The Cons:  Purely virtual arrangements can also have their limitations and drawbacks. A phone call or Skype conversation isn’t always the best arena to build an intimate and trusted relationship. The loss of a job can be emotional and people are vulnerable. In-person meetings can provide the most expedient means of building the confidence and trust required to move forward in a coaching relationship. Additionally, the value of networking should not be under-estimated. Virtual transition focuses on one relationship, the coach/client, while we know that effective job search is all about networking. Opportunities realized through seminars, workshops, and group sessions foster strong networks and information sharing between individuals in transition. And on a more tactical basis, some individuals require a work space to focus and avoid the barking dog at home, or a place to work between meetings.

So ultimately the best type of transition is the one that meets the individual’s unique requirements. We must remember too, that a hybrid approach can also be very effective, leveraging the benefits of both models.

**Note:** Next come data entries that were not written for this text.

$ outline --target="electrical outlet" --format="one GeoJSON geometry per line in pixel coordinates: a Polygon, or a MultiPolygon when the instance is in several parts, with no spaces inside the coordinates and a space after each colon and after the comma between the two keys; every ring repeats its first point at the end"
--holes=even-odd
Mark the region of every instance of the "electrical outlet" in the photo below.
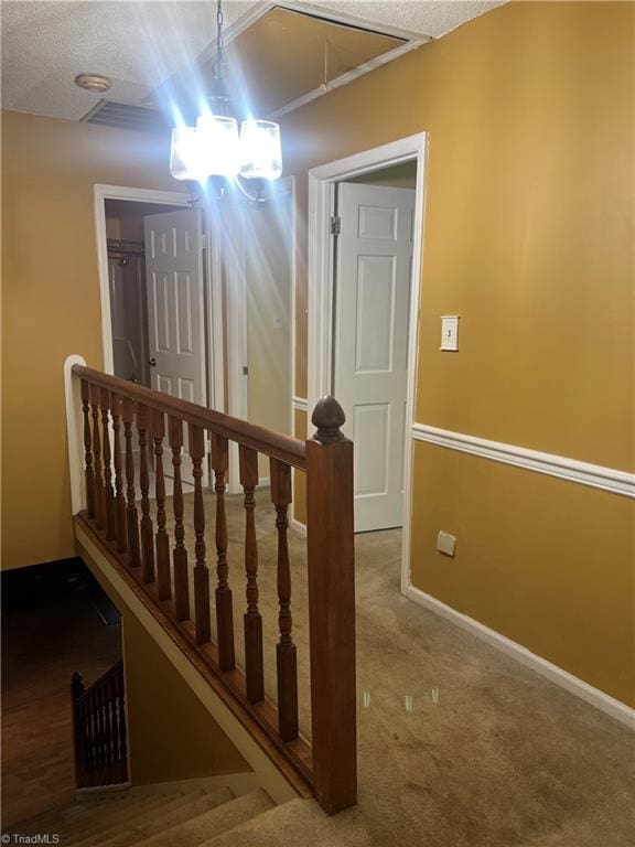
{"type": "Polygon", "coordinates": [[[437,549],[439,553],[443,553],[445,556],[454,558],[454,548],[456,547],[456,538],[450,533],[444,533],[443,529],[437,536],[437,549]]]}

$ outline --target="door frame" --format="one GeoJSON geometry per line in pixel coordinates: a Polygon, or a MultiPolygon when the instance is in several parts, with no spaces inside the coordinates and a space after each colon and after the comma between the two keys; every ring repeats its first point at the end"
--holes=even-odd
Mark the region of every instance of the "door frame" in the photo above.
{"type": "MultiPolygon", "coordinates": [[[[179,191],[158,191],[155,189],[140,189],[126,185],[105,185],[97,183],[94,186],[95,207],[95,240],[97,245],[97,270],[99,276],[99,302],[101,308],[101,350],[104,355],[104,371],[114,373],[112,358],[112,321],[110,315],[110,280],[108,275],[108,237],[106,234],[106,201],[125,200],[130,203],[160,203],[165,206],[191,207],[190,194],[179,191]]],[[[208,313],[219,314],[220,303],[220,277],[217,272],[219,257],[215,244],[209,244],[209,226],[205,217],[205,301],[208,304],[208,313]]],[[[206,307],[207,308],[207,307],[206,307]]],[[[223,361],[223,324],[214,319],[206,321],[208,328],[207,347],[207,405],[219,411],[224,411],[223,368],[218,362],[223,361]]]]}
{"type": "Polygon", "coordinates": [[[401,591],[410,585],[410,535],[412,513],[412,462],[417,350],[423,267],[424,187],[428,133],[364,150],[309,171],[309,267],[308,267],[308,407],[331,393],[333,379],[334,250],[331,217],[335,213],[335,184],[402,162],[417,163],[415,232],[410,312],[408,326],[408,379],[403,431],[403,526],[401,534],[401,591]]]}
{"type": "MultiPolygon", "coordinates": [[[[289,238],[289,373],[291,376],[290,398],[288,406],[288,426],[289,433],[293,432],[293,403],[292,394],[295,384],[295,274],[297,274],[297,199],[295,199],[295,178],[286,176],[271,185],[271,192],[275,196],[289,196],[290,212],[290,238],[289,238]]],[[[252,205],[251,201],[245,200],[241,195],[234,193],[234,210],[237,217],[240,218],[240,232],[234,235],[239,243],[239,249],[226,250],[226,291],[227,291],[227,383],[229,403],[227,414],[235,418],[247,419],[249,414],[248,386],[247,379],[243,374],[243,366],[247,362],[247,289],[246,289],[246,260],[248,244],[245,237],[246,225],[243,219],[243,213],[246,207],[252,205]]],[[[237,494],[243,491],[239,481],[237,448],[234,460],[229,462],[227,474],[227,492],[237,494]]],[[[262,479],[261,485],[267,485],[268,480],[262,479]]]]}

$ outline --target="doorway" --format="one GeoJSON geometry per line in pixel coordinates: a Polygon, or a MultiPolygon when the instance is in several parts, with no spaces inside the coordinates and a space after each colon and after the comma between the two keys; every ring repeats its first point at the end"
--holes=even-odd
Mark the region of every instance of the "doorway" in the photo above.
{"type": "Polygon", "coordinates": [[[112,373],[151,387],[144,219],[173,206],[126,200],[105,202],[112,373]]]}
{"type": "MultiPolygon", "coordinates": [[[[229,192],[203,208],[96,185],[105,371],[290,432],[294,203],[292,179],[266,203],[229,192]]],[[[237,455],[227,490],[241,490],[237,455]]]]}
{"type": "Polygon", "coordinates": [[[426,135],[309,174],[309,407],[355,441],[355,532],[399,527],[409,579],[426,135]]]}

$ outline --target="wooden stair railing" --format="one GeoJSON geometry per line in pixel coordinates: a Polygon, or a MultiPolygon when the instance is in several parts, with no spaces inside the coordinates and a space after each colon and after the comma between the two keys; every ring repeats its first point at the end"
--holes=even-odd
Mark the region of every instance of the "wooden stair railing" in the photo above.
{"type": "Polygon", "coordinates": [[[128,781],[123,663],[117,662],[88,688],[71,679],[75,783],[78,789],[128,781]]]}
{"type": "Polygon", "coordinates": [[[353,443],[341,431],[341,406],[332,397],[322,399],[312,416],[316,428],[313,438],[300,441],[82,365],[73,365],[73,380],[80,386],[80,392],[73,392],[82,399],[84,433],[84,510],[77,519],[107,548],[126,577],[133,579],[179,628],[243,712],[309,783],[323,808],[334,814],[353,805],[357,795],[353,443]],[[202,486],[207,436],[213,515],[206,514],[202,486]],[[140,450],[138,480],[134,439],[140,450]],[[225,492],[232,442],[238,446],[245,533],[240,557],[232,555],[229,559],[225,492]],[[185,451],[194,478],[191,522],[184,521],[185,451]],[[263,643],[259,609],[255,521],[259,454],[269,458],[278,539],[276,645],[263,643]],[[304,473],[306,480],[311,744],[300,736],[298,720],[288,544],[292,470],[304,473]],[[166,473],[173,480],[171,506],[165,496],[166,473]],[[208,566],[212,551],[205,542],[209,519],[214,521],[214,568],[208,566]],[[246,604],[235,609],[238,599],[229,588],[229,567],[236,588],[240,559],[246,604]],[[237,665],[234,643],[235,620],[240,619],[245,655],[238,658],[244,673],[237,665]],[[276,703],[265,694],[263,658],[271,651],[277,669],[276,703]]]}

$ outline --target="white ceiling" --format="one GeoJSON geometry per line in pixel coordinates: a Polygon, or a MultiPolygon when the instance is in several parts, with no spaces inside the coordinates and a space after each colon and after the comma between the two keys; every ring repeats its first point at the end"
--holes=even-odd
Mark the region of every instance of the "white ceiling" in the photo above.
{"type": "MultiPolygon", "coordinates": [[[[440,37],[504,0],[315,0],[297,2],[359,20],[378,31],[440,37]]],[[[225,25],[256,7],[225,0],[225,25]]],[[[74,85],[80,73],[109,76],[108,99],[140,105],[215,37],[216,3],[191,0],[2,0],[2,108],[78,120],[100,99],[74,85]]]]}

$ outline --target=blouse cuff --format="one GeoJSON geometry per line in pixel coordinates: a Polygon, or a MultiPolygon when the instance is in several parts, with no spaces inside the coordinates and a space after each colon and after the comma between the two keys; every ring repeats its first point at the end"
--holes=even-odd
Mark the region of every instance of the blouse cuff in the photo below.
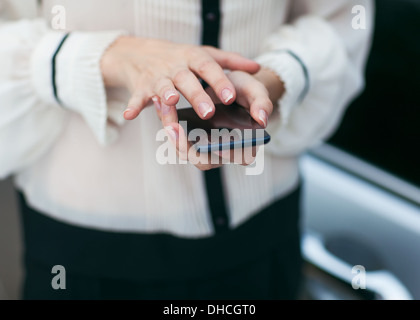
{"type": "Polygon", "coordinates": [[[285,93],[278,105],[282,124],[286,124],[293,108],[302,102],[309,91],[308,70],[304,62],[288,50],[265,53],[256,61],[274,71],[285,85],[285,93]]]}
{"type": "Polygon", "coordinates": [[[105,50],[123,34],[122,31],[74,32],[62,43],[64,33],[49,32],[32,59],[33,83],[39,96],[81,114],[101,145],[112,143],[118,134],[108,122],[100,60],[105,50]]]}

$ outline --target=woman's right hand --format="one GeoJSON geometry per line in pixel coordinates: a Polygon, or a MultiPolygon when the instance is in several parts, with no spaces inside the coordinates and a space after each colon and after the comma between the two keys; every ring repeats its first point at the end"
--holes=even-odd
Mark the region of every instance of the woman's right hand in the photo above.
{"type": "Polygon", "coordinates": [[[220,101],[228,105],[236,100],[236,90],[223,69],[254,74],[260,66],[239,54],[213,47],[121,37],[105,52],[101,69],[107,87],[125,87],[132,94],[124,112],[126,120],[135,119],[155,96],[175,106],[179,92],[202,119],[210,119],[215,106],[199,79],[206,81],[220,101]]]}

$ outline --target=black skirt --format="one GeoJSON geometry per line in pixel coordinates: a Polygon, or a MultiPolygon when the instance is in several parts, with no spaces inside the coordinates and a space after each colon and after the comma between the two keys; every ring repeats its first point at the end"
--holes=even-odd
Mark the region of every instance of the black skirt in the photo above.
{"type": "Polygon", "coordinates": [[[104,232],[30,208],[23,218],[26,299],[294,299],[301,279],[300,189],[229,232],[190,240],[104,232]],[[66,289],[54,290],[54,266],[66,289]]]}

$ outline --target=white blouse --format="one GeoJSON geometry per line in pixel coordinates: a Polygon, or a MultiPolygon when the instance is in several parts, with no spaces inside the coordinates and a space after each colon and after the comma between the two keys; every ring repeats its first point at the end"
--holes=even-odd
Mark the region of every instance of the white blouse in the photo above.
{"type": "MultiPolygon", "coordinates": [[[[190,164],[158,163],[164,142],[156,139],[162,128],[154,109],[124,121],[129,95],[106,90],[99,66],[121,34],[200,44],[201,1],[47,0],[40,8],[38,3],[0,0],[0,178],[14,175],[31,206],[73,225],[211,236],[203,173],[190,164]],[[65,20],[59,22],[66,30],[53,30],[51,21],[57,26],[54,18],[62,9],[65,20]],[[60,106],[51,60],[68,31],[56,58],[60,106]]],[[[235,228],[298,184],[299,154],[334,131],[363,88],[373,5],[370,0],[221,3],[221,48],[256,59],[286,86],[281,119],[274,117],[268,127],[272,142],[264,150],[263,173],[223,168],[235,228]],[[366,8],[366,29],[352,27],[354,5],[366,8]],[[288,50],[306,66],[307,83],[288,50]],[[310,90],[301,101],[306,85],[310,90]]]]}

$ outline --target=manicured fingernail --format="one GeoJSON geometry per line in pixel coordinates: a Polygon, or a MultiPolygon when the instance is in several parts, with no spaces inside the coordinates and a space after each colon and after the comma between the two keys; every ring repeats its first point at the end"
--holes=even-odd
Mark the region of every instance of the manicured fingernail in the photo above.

Regardless of the method of delivery though, there are key attributes that define excellent transition support. So whether virtual, in person, or a combination of both, ensure that your transition services offer the following best practices:

  • Programs are defined for the client’s individual needs: Each individual, transition process, and outcome is unique and good programs are designed around the individual.
  • There are dedicated coaches: There is a counselor specifically assigned to each client. Every conversation builds on the last and leverages the accumulated context and relationship. A “coach on call/coaching call center” can help with quick tactical questions, but isn’t optimal for true coaching and learning.
  • The coaches specialize in career coaching: Individuals in transition must learn how to both find and land a job. Career coaches are experts in techniques for both sourcing opportunities and then being the chosen candidate. This is a very different skill than life coaching or leadership coaching.
  • There is local expertise: The transition company and coach should have information about local employers and recruitment firms, and a strong network in the local community which they leverage on behalf of the job seeker.
  • The transition company takes an active role in keeping clients engaged and focused: They reach out to their clients to help manage the process and are not passive.
  • Information is available in different formats (webinars, online, 1:1 coaching, etc): Everyone learns in a different way so multiple formats offer the greatest ability to meet individual requirements and provide access to learning.

Best-in-class transition companies offer all of the above as standard services while designing the delivery methodology, whether virtual, in person, or both, around the needs of the individual.